The City Council liked OVOV. Speakers were critiqued for having not been more involved from the beginning (though many were), misunderstanding some issues (deliberately or otherwise), and not trusting the experts. Mayor McLean called the General Plan a “living document,” by which she likely meant that they will ignore it as they wish, like they do with the existing plan and frequent exemptions or exceptions to it. So it passed with Laurene Weste sitting out the vote. I’m not sure why she had to sit out when the document, by its very nature, affects all of the councilmembers, but she does have the most at stake.
Next up was a discussion of the Compass Blueprint Concept Plan for the area of Newhall along Railroad Avenue, including areas in West Newhall and near the Masters College. Placerita homeowners were not pleased at the plan, which proposed far more development than they thought their community could sustain and new traffic patterns they thought might lead to problems. “We’re gonna disrupt your little corner of heaven,” Sandra Cattell said (her pronouns referring to what the City was essentially saying to residents). She said she would prefer a school/park combination and expressed fears about traffic and creeping medium-high density mixed-use developments. Others noted that Weste stood to gain financially from the acceptance of the concept plan (she sat this vote out, too).

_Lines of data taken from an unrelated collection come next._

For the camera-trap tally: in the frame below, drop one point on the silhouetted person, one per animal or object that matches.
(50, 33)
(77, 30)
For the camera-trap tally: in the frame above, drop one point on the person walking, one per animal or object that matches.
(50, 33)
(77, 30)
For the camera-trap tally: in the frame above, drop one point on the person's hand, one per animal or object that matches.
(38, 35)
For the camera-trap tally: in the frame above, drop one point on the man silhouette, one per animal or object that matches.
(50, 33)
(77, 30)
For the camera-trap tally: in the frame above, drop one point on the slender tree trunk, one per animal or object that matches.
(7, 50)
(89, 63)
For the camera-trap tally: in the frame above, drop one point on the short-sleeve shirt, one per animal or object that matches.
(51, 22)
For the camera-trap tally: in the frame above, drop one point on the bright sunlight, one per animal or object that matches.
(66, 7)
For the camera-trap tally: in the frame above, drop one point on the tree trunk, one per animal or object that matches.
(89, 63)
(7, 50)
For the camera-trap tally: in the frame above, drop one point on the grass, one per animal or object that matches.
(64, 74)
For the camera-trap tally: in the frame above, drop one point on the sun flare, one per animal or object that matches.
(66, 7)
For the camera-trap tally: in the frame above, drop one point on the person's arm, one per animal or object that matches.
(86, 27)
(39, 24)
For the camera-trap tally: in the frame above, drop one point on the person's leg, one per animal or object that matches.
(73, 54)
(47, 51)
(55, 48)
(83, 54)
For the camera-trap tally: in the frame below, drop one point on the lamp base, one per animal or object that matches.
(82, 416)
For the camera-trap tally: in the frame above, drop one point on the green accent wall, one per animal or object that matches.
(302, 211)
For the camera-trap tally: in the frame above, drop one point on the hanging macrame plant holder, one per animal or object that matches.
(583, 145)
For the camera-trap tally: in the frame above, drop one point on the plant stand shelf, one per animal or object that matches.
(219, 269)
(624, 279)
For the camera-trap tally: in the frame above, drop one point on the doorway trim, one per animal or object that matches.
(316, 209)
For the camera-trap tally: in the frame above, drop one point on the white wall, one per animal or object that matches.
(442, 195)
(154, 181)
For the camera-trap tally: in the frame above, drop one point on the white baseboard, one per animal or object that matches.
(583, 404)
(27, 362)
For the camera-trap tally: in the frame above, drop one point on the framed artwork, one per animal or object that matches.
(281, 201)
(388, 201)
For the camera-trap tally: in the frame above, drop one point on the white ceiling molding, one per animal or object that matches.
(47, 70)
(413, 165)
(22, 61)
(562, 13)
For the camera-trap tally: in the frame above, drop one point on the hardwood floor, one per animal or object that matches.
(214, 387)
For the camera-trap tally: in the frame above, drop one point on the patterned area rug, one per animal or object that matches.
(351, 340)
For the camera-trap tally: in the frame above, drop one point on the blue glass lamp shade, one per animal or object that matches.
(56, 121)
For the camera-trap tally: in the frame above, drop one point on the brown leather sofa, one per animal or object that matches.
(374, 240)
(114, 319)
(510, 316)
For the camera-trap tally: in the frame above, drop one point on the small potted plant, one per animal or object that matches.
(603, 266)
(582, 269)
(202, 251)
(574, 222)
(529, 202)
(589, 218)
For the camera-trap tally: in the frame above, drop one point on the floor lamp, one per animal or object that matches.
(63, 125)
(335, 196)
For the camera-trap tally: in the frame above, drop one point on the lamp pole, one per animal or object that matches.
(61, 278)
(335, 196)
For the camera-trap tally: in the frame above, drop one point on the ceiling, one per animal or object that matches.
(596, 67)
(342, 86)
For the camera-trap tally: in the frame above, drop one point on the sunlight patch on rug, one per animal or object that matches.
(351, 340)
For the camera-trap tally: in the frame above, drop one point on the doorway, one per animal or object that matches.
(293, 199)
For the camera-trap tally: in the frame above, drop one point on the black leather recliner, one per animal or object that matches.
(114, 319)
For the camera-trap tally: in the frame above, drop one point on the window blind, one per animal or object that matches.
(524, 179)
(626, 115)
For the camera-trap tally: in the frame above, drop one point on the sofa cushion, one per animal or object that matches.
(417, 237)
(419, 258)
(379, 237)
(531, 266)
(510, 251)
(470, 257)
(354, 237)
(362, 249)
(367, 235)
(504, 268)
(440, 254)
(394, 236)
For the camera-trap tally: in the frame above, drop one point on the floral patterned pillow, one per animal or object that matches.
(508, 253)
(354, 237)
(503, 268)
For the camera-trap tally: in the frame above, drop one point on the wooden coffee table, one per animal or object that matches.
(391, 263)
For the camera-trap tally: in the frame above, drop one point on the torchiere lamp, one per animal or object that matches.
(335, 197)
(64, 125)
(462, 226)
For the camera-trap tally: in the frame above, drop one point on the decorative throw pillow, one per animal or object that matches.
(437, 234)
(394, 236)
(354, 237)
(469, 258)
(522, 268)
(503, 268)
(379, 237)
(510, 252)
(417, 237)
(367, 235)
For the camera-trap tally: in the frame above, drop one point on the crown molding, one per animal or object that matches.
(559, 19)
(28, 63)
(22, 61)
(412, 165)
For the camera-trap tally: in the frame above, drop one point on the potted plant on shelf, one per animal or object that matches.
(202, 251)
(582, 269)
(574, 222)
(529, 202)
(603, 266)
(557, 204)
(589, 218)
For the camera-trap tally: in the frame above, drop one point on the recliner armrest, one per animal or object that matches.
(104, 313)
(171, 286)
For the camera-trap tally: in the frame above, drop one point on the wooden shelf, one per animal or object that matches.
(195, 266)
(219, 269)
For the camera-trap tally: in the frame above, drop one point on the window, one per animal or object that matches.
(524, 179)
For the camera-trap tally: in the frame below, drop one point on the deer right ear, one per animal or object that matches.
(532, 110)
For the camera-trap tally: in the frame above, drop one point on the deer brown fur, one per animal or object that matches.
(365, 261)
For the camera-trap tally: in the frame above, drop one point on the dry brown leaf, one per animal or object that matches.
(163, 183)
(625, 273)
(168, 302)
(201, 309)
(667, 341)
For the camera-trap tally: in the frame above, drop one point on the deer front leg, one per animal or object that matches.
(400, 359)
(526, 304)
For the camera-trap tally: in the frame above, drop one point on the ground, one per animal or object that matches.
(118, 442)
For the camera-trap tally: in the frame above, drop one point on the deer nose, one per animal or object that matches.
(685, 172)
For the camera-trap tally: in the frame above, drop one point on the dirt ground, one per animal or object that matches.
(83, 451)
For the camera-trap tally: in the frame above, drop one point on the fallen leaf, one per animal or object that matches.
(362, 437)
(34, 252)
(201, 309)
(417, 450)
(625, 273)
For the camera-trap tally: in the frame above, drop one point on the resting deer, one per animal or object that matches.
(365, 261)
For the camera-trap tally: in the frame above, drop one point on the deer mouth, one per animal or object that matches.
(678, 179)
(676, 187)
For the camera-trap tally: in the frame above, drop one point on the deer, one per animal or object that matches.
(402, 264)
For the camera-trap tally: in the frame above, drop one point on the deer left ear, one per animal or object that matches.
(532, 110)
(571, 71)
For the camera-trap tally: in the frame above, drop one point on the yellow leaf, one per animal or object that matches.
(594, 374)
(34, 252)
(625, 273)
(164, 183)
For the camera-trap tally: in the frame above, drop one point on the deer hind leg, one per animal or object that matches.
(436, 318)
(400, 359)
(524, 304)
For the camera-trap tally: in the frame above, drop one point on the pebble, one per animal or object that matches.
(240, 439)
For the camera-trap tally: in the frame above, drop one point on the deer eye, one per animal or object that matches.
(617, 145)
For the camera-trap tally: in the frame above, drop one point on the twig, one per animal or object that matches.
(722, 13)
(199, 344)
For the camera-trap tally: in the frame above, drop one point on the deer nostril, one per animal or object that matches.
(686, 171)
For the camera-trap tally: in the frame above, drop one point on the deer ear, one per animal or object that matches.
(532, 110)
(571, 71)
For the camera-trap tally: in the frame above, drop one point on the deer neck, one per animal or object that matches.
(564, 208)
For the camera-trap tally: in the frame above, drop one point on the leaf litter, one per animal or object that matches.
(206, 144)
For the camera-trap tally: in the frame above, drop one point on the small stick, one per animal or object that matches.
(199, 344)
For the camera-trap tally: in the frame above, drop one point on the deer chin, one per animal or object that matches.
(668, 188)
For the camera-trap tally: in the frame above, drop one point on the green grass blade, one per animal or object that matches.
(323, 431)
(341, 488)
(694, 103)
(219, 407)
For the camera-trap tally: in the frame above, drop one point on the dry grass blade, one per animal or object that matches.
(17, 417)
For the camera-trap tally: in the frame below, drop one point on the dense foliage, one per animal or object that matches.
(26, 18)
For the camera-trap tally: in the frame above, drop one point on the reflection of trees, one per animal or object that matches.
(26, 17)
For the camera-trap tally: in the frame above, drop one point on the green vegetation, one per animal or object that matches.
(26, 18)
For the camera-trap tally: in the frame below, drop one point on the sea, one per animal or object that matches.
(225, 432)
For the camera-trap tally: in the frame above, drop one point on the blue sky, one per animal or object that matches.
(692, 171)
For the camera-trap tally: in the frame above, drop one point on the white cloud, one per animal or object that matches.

“We’ve tried to create a concept where we’re discouraging traffic from penetrating further into the Placerita Canyon area,” countered Paul Brotzman. Mayor McLean actually hounded him a little bit about whether he had made sufficient efforts to reach out to homeowners. But ultimately, since the plan was designed to guide rather than mandate, it was yessed through.
Next, Ferry gushed over Susan Shapiro, saying she was the best of many outstanding candidates for a seat on the Arts Committee. She got it.
During Public Participation, Scott Wilk explained that he didn’t like the Gorman to Malibu proposed State Senate District for Santa Clarita, and he said that his group will be presenting an alternative map. Wilk said that Claritans need to make more noise and try to keep Santa Clarita whole and within compact political districts. Susan Huffman, the mother of 7-year-old twins, spoke next. She said “The timing couldn’t be worse” with regard to the closure of public libraries for the LSSI takeover. The mother was at a loss for what to do without access to books for her daughers’ summer reading. Cam Noltemeyer was more exasperated than usual, saying “Your arrogance is infuriating” to the City Council, having not effected change to the outcome of OVOV.
Huffman got immediate attention. In an unusually interactive exchange, there were two back-and-forth with McLean, Ender, and the bookless mother about how they could get her kids something to read before the libraries re-open in July. There were suggestions for Parkmobile conversions or elementary school libraries opening, but Pulskamp said the practical solution was just to go to county-run libraries in Agua Dulce or Castaic. This didn't sit well with the mother or the Mayor.
The City Council was looking for more responses to public comments, but Frank Ferry walked out of the meeting at 10:54, saying “C’mon Mayor, adjourn us” as he strutted to the door. Official adjournment came a minute later.